Because I am unaccustomed to medical transactions going smoothly, I called Evil Insurance Company, Inc.'s customer service number.  Sure enough, the transfer of care to the non-EIC, Inc. facility went through, and the consultations with The Big Fancy Perinatologist Place are pre-approved.

I'm certainly not naive enough to sit back and assume smooth sailing from here on out, but boy, this sure is a nice change.

November 22, 2007

Nurse T'lgo

I've heard of animals who become either extremely affectionate or unusually distant during an owner's pregnancy.  I have no doubt that our old cat, T'loo, would have become the feline equivalent of a barnacle, but our remaining cat, T'lgo, hasn't done anything remarkable in either direction other than occasionally stare at my stomach in mute horror.  I have no doubt that if I could read her tiny mind at those moments, I would see "Damn, woman, when did you get so fat?  Also, please don't eat me."
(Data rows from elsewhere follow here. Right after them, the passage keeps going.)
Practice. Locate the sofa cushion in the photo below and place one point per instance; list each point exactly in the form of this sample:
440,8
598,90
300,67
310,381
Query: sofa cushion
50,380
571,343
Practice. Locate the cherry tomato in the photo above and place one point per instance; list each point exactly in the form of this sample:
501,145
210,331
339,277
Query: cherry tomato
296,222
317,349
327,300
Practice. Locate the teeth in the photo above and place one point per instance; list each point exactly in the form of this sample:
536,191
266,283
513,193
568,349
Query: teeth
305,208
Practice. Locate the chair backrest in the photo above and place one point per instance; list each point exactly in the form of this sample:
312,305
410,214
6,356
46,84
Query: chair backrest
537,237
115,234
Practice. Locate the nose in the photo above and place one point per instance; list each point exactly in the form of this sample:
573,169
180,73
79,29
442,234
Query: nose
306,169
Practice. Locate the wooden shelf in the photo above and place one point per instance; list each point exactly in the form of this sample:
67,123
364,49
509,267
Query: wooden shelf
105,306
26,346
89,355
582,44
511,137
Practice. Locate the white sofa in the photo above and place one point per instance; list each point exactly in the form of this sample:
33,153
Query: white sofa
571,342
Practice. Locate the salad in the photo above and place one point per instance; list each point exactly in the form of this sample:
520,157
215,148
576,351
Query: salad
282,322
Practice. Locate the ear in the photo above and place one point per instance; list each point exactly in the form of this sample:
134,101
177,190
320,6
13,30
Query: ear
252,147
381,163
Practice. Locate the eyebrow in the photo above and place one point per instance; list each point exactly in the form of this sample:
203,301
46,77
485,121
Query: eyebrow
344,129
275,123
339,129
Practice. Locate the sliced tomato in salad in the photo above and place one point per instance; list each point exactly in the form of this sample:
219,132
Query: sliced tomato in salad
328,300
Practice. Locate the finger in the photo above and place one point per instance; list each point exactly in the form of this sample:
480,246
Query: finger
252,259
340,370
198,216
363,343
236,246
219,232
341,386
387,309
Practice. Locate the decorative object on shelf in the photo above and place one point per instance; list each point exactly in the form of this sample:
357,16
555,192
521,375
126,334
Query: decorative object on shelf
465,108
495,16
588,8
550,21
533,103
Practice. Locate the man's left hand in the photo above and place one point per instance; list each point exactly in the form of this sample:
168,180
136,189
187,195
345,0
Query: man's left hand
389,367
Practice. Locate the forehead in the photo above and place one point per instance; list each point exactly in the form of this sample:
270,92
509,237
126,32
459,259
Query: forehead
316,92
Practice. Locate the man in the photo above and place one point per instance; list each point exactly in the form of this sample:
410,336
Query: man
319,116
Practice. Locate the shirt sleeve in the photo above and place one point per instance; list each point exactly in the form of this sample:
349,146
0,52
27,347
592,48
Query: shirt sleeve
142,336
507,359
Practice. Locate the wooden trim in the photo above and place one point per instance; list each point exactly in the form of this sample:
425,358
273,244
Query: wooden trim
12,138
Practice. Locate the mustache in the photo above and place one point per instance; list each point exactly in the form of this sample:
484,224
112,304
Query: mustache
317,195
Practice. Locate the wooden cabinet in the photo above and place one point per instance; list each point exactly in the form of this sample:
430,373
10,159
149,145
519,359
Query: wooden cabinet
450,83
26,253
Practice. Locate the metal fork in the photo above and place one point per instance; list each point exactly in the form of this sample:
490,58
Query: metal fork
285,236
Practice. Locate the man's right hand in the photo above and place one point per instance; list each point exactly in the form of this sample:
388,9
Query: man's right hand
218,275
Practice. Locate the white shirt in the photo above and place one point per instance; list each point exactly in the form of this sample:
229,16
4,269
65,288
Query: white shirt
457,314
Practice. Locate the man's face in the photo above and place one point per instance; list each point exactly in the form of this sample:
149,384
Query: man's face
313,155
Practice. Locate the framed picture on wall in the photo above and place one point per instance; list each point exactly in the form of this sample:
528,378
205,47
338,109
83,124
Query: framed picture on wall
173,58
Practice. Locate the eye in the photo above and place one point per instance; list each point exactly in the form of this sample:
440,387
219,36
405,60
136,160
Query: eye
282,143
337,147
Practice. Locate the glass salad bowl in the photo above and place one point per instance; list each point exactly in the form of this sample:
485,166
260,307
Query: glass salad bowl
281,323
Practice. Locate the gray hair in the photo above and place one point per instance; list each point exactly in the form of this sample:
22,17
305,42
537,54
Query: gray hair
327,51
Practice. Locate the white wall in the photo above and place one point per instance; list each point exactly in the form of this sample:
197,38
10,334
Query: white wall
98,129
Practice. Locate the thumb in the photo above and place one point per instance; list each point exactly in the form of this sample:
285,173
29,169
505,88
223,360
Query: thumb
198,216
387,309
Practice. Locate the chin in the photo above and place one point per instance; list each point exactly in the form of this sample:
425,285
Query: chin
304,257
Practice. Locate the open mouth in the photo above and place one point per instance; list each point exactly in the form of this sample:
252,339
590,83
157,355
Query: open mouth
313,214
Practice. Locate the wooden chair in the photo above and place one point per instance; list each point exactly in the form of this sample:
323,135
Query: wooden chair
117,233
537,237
Since the bedrest, however, she has developed a new habit: Any time I'm alone in the house, she pastes herself to my side and purrs very hard in my general direction.  The other day I asked her if she was my new nurse.  In response, she purred some more and blinked at me.  I said "Um, honey, you know you're a cat, right?  This is sweet and all, but I'm not sure you could go for help or anything."  She purred harder.

What the hell, I already know she's more qualified than Nurse Gatekeeper.

November 21, 2007

Gratitude Exchange

Dear Uterus,

Remember a couple of years ago?  Remember all those doctors who wanted to do a complete hysterectomy and convert you from a functioning organ to medical waste?  Remember how I wouldn't let them?  Remember how I fought for you?

You're doing a great job so far.  Please continue to fight for Fitz-Hume and Milbarge.